BOSTON, Dec. 3 /PRNewswire/ -- New research is making clear that "super" molecularly imprinted polymers ("MIPs") developed at Semorex, a US based biotechnology company with a subsidiary in Israel, hold tremendous potential for a new category of gastrointestinal drugs, as well for a highly diverse range of sensors. The update was provided at the winter meeting of the Materials Research Society (MRS) by Bernard Green, Ph.D., President and Chief Scientific Officer of Semorex and Professor in the Department of Pharmaceutical Chemistry at the Hebrew University School of Pharmacy in Jerusalem. The MRS meeting features more than 4,000 research papers on current trends in interdisciplinary materials research, as well as advances in fields ranging from biomaterials for tissue engineering to drug delivery.

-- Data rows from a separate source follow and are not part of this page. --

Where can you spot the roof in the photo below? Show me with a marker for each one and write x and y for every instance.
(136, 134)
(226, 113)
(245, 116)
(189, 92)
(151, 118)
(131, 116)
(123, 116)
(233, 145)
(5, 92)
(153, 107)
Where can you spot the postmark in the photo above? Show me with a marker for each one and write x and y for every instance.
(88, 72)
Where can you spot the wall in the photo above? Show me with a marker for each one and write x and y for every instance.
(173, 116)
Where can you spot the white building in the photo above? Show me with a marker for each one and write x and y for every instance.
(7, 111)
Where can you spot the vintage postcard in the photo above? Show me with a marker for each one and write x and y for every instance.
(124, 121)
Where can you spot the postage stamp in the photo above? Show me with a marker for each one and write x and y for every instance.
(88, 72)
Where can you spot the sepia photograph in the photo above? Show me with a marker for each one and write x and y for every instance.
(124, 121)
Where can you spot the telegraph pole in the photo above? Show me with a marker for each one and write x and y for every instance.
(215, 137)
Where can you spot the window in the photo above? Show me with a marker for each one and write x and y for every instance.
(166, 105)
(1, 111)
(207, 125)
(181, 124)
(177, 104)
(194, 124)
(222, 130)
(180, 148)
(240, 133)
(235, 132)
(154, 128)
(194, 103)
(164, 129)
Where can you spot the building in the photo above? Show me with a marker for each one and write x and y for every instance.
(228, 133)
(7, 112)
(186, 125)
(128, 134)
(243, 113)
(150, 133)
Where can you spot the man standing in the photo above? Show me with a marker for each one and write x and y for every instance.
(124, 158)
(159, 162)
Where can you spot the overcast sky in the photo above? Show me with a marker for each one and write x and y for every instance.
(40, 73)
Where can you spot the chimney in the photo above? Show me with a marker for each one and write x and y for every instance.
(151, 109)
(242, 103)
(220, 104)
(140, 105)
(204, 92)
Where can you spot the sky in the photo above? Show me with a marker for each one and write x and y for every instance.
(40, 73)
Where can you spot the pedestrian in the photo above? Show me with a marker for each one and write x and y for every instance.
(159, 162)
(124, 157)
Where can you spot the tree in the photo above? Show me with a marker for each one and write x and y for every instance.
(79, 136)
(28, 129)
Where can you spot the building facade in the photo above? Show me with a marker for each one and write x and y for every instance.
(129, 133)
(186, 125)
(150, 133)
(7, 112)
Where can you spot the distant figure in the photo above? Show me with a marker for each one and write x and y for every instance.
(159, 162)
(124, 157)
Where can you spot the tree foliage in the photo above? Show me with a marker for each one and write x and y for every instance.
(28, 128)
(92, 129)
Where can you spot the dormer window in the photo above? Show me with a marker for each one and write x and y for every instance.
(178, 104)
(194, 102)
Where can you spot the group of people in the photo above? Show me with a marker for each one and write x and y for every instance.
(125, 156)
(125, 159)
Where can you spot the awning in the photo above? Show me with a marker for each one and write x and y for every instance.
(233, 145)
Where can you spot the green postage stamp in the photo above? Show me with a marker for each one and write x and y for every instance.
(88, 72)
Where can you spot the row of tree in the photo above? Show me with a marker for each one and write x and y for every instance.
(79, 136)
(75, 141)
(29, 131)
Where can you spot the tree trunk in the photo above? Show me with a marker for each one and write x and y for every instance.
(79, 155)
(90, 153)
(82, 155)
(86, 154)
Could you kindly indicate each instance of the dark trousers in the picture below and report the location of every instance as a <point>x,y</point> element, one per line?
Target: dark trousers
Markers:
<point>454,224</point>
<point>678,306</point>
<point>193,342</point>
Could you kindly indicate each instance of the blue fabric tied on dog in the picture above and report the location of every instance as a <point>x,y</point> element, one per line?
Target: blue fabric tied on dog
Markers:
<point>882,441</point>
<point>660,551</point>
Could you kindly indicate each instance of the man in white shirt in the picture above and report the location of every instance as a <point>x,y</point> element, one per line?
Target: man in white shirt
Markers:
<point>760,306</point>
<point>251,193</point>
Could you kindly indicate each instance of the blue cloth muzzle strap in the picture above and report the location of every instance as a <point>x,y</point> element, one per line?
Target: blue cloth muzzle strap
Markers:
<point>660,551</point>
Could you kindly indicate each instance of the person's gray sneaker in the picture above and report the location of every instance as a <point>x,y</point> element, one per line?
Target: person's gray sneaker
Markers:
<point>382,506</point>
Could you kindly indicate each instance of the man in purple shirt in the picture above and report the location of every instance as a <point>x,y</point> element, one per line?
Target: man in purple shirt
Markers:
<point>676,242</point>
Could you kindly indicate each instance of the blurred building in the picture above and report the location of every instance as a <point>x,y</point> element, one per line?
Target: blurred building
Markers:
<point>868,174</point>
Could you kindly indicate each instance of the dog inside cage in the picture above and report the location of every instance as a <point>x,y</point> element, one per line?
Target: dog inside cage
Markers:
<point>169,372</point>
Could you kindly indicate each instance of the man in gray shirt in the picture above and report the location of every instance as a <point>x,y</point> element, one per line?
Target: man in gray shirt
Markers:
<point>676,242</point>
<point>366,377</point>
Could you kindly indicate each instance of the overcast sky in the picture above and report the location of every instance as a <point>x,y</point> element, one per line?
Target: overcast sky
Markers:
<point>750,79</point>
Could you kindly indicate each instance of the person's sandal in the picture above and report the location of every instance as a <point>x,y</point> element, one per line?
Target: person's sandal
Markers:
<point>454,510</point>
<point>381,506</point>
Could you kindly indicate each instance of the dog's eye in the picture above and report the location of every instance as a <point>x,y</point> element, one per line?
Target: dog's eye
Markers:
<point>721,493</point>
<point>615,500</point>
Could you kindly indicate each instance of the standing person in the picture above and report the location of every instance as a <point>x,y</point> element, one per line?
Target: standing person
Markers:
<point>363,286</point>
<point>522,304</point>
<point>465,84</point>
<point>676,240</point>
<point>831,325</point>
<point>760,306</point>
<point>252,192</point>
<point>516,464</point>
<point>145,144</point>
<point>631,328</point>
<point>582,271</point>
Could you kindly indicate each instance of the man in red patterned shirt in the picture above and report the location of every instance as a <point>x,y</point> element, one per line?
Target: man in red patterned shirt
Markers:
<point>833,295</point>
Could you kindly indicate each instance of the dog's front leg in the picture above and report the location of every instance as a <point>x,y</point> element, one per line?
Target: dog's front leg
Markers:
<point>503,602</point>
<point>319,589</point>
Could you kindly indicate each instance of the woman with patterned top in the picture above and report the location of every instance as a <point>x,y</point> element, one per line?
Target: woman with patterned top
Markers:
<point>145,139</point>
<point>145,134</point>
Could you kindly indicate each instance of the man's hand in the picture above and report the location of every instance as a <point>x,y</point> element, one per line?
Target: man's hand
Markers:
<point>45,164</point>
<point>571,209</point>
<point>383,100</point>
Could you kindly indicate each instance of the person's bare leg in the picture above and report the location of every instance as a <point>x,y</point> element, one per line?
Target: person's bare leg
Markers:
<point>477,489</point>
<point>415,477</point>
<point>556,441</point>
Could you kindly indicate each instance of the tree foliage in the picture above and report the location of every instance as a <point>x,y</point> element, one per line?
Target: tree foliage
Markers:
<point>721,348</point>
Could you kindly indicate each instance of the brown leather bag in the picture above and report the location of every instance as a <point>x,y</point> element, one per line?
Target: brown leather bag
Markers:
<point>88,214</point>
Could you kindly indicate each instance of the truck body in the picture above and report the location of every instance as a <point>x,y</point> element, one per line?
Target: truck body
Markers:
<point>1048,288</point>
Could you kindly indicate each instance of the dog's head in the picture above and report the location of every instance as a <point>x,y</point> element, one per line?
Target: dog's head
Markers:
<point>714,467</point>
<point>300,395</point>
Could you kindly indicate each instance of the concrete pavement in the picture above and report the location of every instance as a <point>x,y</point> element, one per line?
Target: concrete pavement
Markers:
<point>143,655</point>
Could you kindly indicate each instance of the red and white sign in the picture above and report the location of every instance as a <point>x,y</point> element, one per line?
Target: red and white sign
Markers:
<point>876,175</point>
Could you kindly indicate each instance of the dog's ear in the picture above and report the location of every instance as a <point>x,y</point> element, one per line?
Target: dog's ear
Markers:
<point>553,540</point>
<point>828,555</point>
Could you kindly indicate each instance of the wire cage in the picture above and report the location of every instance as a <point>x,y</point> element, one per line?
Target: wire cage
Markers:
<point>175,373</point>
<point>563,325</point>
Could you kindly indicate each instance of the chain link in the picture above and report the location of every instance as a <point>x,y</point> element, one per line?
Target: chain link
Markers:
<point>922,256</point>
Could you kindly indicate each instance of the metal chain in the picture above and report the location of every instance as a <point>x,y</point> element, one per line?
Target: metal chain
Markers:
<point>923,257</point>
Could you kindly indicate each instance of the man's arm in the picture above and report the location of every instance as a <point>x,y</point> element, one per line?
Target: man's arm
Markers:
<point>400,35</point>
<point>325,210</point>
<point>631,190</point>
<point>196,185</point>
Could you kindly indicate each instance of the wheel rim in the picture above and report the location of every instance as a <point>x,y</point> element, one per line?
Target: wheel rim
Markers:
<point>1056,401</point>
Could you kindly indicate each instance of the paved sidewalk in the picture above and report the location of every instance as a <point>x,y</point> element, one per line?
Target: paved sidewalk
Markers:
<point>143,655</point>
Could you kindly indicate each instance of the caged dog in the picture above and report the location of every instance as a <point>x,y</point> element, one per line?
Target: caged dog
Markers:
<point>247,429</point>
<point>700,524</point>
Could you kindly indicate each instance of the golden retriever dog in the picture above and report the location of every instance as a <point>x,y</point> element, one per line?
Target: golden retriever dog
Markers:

"Studies at Semorex have demonstrated that MIPs can be 'programmed' with high molecular specificity and unlimited chemical variations," said Dr. Green. "Semorex proprietary synthetic polymers have high affinity, are far more stable, and less expensive to produce than the natural antibodies that they essentially mimic."
Semorex is pursuing development of its MIPs as a new class of polymer- based drugs for removal of toxic bile acids in the gastrointestinal tract, said Morris Priwler, Chief Executive Officer of Semorex.
"Toxic bile acids may play a major role in the onset of several disease states, including colon and esophageal cancers, reflux disease, gallstone formation, and atherosclerosis, and are a perfect target for Semorex MIPs," said Priwler. "The commercial and medical success of older polymer-based sequestrant drugs, including Welchol(R) and Questran(R), set strong therapeutic and regulatory precedent for new competitors in this field, albeit with improved technologies."
Semorex "super" MIPs also represent the chance to develop highly specific chemical and other sensors, particularly those that are needed to perform in extreme environments of pressure and temperature -- e.g., where biologically- derived recognition elements cannot be used, said Dr. Green. MIP-based technology can be adapted to any currently used sensor system, including:
-- Piezoelectric (mass or microviscosity alternation);
-- Electromagnetic radiation measurement, through optical sensors (e.g.,
through fluorescent tagging);
-- Electrochemical sensing;
-- Chemiresistive changes (changes in resistance as polymer expands).
"New MIPs offer considerable advantages for highly specific molecular recognition over competing polymer technologies, including the development of 'smart materials,' sensors for a wide variety of industrial and military applications, as well as improved diagnostic and research tools that can be programmed to selectively bind to target molecules, proteins and other substances," Dr. Green noted.
The MRS presentation was coauthored by Rob Umpleby, Ph.D., Inna Pergament, Ph.D., Alexander Strikovovsky, Ph.D., and Arie Gruzman, all of Semorex; and Shimon Farber and Sridhar Malayalam, Ph.D., both of Hebrew University. Semorex focuses on the discovery, development and commercialization of advanced polymer systems for use as therapeutics and diagnostics. An international group of biologists, physicians, chemists and polymer scientists formed the Company in order to develop polymeric systems that mimic the selectivity of antibodies but have the stability and ease of manufacture of traditional synthetic systems. Semorex has filed for patents covering its unique classes of MIPs and other synthetic compounds as well as special production techniques.